Humor war zwar schon immer ein wichtig im MADSEN-Kosmos, aber der Faktor „Spaß“ stand bei „Na gut dann nicht“ mehr im Vordergrund als sonst. Hört man Songs wie „Quarantäne für immer“, in dem alle Mitglieder eine Strophe singen dürfen, oder „Wir nennen dich Mücke“, eine Ode an ihren Tour-Gitarristen und Ex-EL*KE-Sänger Martin Krüssel – wird schnell klar, dass der immer schwierige Spagat zwischen Humor und Kunst funktioniert. „Was ich am Punk immer so mochte ist diese respektvolle Respektlosigkeit. Mit den Mitteln des Punks kann man Dinge lustig ausdrücken, man kann pöbeln, ohne es böse zu meinen, man kann sich klar ausdrücken und auch sehr politisch sein“ sagt Sebastian.
 
Doch natürlich sind nicht alle Songs nur „zum Lachen“: Auch die Wut, ein essenzieller Bestandteil von Punk, kommt auf „Na gut dann nicht“ nicht zu kurz. „Was alles in der Welt los ist und falsch läuft, nimmt man ja gerade in dieser Zeit noch viel bewusster wahr“ sagt Sebastian. „Bei mir hat sich da eine Menge angestaut, was raus musste. Musikalisch blicken wir auf dem Album zwar ziemlich zurück, uns war aber wichtig, mit den Texten voll und ganz in die heutige Zeit zu passen.“ Das Ergebnis sind Songs wie „Wenn du am Boden liegst“, der versucht mal nicht nur Schuld zuzuweisen, sondern an die Empathie der Menschen appelliert, oder Brecher wie „Alte weiße Männer“ (Inhalt: selbsterklärend) und „Supergau“.

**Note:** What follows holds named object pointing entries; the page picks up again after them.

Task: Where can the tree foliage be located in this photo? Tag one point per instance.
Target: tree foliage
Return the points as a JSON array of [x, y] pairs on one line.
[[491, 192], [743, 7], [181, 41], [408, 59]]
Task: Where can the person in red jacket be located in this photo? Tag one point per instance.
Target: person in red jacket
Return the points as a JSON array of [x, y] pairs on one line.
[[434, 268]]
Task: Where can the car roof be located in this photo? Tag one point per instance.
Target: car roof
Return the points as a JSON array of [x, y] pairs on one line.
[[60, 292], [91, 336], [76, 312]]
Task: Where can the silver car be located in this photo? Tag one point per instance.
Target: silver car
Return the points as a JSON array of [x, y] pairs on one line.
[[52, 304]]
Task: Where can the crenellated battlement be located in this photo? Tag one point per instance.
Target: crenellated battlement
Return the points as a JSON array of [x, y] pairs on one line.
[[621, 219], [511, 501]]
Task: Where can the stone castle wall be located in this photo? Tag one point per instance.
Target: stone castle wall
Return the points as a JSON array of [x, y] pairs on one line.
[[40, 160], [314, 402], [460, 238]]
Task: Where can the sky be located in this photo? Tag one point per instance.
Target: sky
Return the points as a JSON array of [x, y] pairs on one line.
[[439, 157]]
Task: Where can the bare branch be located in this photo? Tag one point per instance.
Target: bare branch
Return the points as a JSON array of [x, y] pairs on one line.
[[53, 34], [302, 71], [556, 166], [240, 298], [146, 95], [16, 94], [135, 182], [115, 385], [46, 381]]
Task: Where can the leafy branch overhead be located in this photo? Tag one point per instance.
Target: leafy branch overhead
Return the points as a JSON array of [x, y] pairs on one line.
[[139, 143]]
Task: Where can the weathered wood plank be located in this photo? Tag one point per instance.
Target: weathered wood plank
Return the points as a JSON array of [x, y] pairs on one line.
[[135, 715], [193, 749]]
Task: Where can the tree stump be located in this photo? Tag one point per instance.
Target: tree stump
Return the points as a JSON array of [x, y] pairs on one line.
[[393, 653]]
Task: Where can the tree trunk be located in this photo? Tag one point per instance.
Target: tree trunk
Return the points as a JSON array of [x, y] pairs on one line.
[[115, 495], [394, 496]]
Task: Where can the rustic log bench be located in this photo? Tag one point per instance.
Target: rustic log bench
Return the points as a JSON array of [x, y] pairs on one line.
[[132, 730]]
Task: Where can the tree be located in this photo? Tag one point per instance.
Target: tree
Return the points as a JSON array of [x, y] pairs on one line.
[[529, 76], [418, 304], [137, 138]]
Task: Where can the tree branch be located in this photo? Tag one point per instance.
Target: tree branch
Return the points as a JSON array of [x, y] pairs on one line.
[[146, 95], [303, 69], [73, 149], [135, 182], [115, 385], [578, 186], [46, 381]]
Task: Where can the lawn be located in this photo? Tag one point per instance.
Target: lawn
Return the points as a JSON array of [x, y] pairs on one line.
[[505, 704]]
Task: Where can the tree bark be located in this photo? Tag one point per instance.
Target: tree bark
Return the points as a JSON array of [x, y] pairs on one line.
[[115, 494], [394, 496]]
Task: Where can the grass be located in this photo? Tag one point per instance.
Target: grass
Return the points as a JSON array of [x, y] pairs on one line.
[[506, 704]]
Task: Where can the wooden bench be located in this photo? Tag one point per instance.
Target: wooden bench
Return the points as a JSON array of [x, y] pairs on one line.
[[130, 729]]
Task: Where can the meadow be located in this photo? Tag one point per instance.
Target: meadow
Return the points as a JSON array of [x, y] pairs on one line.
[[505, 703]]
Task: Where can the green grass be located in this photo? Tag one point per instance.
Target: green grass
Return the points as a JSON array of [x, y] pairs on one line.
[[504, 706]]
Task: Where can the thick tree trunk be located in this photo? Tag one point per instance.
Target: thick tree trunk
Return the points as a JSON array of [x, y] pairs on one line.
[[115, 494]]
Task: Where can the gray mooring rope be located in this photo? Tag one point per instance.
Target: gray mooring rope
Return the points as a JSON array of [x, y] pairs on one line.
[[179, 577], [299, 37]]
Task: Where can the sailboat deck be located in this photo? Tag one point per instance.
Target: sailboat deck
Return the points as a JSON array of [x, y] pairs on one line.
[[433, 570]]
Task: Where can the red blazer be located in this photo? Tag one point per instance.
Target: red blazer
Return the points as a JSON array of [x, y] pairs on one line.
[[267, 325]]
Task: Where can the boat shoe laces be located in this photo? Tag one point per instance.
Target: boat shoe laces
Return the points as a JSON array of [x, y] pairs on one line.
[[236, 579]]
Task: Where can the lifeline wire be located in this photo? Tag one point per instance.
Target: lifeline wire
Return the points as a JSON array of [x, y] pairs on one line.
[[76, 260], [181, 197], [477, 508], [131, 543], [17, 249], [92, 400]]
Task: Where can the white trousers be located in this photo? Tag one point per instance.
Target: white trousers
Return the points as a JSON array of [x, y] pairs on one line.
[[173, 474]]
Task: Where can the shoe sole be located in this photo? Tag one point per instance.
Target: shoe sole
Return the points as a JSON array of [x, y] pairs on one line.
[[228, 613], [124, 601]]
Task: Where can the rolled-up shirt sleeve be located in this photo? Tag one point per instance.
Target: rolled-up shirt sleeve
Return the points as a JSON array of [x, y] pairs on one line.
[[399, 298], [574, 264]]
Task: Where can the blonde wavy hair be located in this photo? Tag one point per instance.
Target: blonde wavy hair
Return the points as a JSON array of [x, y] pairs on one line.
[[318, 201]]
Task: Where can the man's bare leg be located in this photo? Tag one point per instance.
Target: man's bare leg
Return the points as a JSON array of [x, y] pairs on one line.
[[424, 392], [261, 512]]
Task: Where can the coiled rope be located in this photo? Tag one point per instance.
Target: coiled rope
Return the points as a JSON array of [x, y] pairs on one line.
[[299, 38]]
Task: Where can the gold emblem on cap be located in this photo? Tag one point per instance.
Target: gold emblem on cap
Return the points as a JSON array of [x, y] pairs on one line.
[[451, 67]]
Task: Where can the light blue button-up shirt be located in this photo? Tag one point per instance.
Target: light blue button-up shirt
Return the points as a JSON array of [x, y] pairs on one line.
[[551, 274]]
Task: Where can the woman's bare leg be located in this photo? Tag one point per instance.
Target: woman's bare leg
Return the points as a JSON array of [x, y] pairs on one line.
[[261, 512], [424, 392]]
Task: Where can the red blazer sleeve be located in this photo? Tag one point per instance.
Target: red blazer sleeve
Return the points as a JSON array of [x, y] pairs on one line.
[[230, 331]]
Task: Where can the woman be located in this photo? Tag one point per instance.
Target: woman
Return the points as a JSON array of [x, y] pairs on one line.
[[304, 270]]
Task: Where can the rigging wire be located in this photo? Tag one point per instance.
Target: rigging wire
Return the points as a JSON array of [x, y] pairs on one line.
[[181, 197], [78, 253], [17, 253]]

Getextet wurden beide Songs von Lisa Who, Keyboarderin in der Band: „Punk ist zwar nicht unbedingt ihre Musik, aber sie ist eine wahnsinnig gute Punk-Texterin. Lisa ist der bewussteste Mensch in der Band, was Nachhaltigkeit angeht. Das Ding ist ja: die Klimadiskussion ist ein viel größeres Problem als Corona, global gesehen. Das ist das, was die Erde zu Grunde richten wird. Das kann man ruhig mal so sagen.“
 
Selbst wenn man die Jahre in den Vorgängerbands nicht mitrechnet sind MADSEN bereits seit über 15 Jahren gemeinsam auf den Bühnen unterwegs – die Touren wurden immer größer, ihr Bandname steht in den obersten Reihen auf den Festivalplakaten, seit dem zweiten Album „Goodbye, Logik“ ist man Dauergast in den Top 10 der Albumcharts. Man kann also sagen: Musik-Deutschland eigentlich durchgespielt.
 
Doch auf „Na gut dann nicht“ klingen MADSEN so befreit und frisch, dass man niemals eine der Dienstältesten und erfolgreichsten Rock-Acts des Landes dahinter vermuten würde. Eine Frischzellenkur, die man so manch etabliertem Act empfehlen würde!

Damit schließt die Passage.